Northeastern Section - 47th Annual Meeting (18–20 March 2012)

Paper No. 2
Presentation Time: 1:50 PM

TECHNOLOGY-RICH, GUIDED INQUIRY ON-LINE RESOURCES FOR THE MIDDLE AND HIGH SCHOOL SCIENCE CLASSROOM FACILITATED BY THE NSF-MSP-FUNDED RITES PROJECT


CARDACE, Dawn, Geosciences, University of Rhode Island, 9 East Alumni Avenue, Woodward Hall, Kingston, RI 02881 and SCHIFMAN, Laura A., Geosciences, University of Rhode Island, Kingston, RI 02881, cardace@uri.edu

The Rhode Island Technology Enhanced Science (RITES) Project works to build inquiry-based learning experiences in Rhode Island science classrooms. RITES enhances teacher comfort and training with numerous guided inquiry science projects for their classrooms, through a concentrated summer short course experience (focused on content building and pedagogical modeling) and strong in-year presence to support use of new knowledge and technology in individual classrooms. Each guided inquiry project is bundled as an “On-line Investigation,” essentially an on-line learning module with carefully edited text, evocative images, graphing/plotting/screenshot import tools, open-ended question windows, and an efficient teacher view of student comments and work, with instant updates. Each “Investigation” is the culmination of intensive collaborative design, with inputs from higher education and experienced in service teachers, closely tied to existing GSEs and real school curricular needs.
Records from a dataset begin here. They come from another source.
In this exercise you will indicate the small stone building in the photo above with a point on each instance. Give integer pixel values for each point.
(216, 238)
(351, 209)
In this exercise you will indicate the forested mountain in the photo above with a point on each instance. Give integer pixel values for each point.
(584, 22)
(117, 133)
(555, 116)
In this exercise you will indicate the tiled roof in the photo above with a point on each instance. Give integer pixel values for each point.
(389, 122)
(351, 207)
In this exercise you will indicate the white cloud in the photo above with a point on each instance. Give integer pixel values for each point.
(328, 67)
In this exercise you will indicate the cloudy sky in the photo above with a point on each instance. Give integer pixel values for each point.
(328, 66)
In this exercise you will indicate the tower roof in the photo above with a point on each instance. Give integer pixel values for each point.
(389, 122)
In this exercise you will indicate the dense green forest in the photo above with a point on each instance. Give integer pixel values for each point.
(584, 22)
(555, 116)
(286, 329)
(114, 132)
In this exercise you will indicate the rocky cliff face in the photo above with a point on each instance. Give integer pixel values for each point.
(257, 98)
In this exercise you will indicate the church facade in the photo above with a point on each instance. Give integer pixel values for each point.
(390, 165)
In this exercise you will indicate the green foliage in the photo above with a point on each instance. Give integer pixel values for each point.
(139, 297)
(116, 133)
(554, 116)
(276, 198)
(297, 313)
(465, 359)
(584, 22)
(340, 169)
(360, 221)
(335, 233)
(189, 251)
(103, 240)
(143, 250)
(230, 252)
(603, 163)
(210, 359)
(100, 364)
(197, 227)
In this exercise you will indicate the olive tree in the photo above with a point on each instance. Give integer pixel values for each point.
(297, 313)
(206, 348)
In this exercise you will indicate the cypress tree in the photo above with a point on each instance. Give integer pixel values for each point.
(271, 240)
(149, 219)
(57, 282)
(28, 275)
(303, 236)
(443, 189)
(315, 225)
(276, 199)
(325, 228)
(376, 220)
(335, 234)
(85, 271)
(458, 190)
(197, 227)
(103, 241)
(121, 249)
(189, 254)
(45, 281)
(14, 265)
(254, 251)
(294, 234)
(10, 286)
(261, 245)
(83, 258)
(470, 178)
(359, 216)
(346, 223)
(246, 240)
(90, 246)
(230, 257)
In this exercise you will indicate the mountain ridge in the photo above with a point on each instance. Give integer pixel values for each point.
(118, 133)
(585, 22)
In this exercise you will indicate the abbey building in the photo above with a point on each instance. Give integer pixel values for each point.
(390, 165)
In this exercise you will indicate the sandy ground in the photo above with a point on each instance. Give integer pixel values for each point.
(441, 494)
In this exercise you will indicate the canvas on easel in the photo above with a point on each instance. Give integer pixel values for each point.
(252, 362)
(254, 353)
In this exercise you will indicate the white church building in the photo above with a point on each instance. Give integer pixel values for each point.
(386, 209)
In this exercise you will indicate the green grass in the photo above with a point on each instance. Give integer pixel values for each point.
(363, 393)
In this work, we describe the process of developing the “Investigations,” from documenting the design requirements prepared by RITES, cataloging the existing set of available investigations, interpreting the success of the 2.5-day-long summer short course as a model for rapid, focused content enrichment and pedagogical modeling, and (based on teacher comments) identifying areas for strategic technology investments in Rhode Island schools to actualize inquiry based learning more fully.